Scottsdale has come under scrutiny and harsh criticism over the past few years due to a series of missteps and what residents say are “managerial miscalculations,” from the introduction of “road diets,” to housing illegal immigrants and other houseless people in hotels near family neighborhoods.

The City stunned residents last week when it announced the hiring of Greg Caton as Scottsdale’s newest assistant city manager. Caton left his job as the Town Manager for Oro Valley in March 2016 to take a job in Grand Junction, Colorado.

At the time, Caton had been looking to leave Oro Valley due to its descent into debt after the sweetheart purchase of the El Conquistador Country Club and golf courses. The deal benefitted developer Humberto Lopez’s company HSL, who did not want the financial responsibility of golf courses, as part of its purchase of the El Conquistador Hotel and Resort.

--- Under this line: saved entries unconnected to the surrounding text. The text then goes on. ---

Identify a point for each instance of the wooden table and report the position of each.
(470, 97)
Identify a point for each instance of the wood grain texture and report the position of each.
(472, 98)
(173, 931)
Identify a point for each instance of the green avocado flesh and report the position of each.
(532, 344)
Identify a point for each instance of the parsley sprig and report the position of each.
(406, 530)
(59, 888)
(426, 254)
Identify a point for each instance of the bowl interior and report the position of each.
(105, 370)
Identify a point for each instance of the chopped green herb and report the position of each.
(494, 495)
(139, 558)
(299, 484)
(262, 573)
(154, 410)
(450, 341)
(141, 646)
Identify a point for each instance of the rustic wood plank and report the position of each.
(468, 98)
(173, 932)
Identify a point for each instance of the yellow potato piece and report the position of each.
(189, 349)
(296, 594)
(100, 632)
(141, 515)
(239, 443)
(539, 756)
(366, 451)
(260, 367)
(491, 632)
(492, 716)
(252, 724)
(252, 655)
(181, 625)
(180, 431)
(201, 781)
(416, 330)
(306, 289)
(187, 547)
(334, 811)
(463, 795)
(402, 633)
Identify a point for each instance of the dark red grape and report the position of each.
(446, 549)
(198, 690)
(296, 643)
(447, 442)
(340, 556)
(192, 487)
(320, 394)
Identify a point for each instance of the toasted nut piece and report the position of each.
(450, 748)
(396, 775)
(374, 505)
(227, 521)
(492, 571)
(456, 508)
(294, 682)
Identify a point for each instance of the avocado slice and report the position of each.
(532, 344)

RELATED ARTICLE: Oro Valley Mayor, Town Council Rely On Developer, Special Interest Cash

Caton was in the running for the Sedona City Manager spot but reportedly removed himself from consideration after being named one of the two finalists for the position.

Caton has served in Oro Valley during volatile times. The purchase of the El Conquistador Country Club was considered reckless and prompted a recall of three members of the Town Council and the Mayor. Those members narrowly kept their seats, but the losses experienced by the Town had grown as well as the public’s dissatisfaction due to $2 million dollars in golf losses since the acquisition.

“I look forward to joining the Scottsdale team,” said Caton in a press release. “Scottsdale is an organization with an excellent reputation, and I have family who reside there, so it it’s a perfect alignment for personal and professional interests. I could not be more excited.”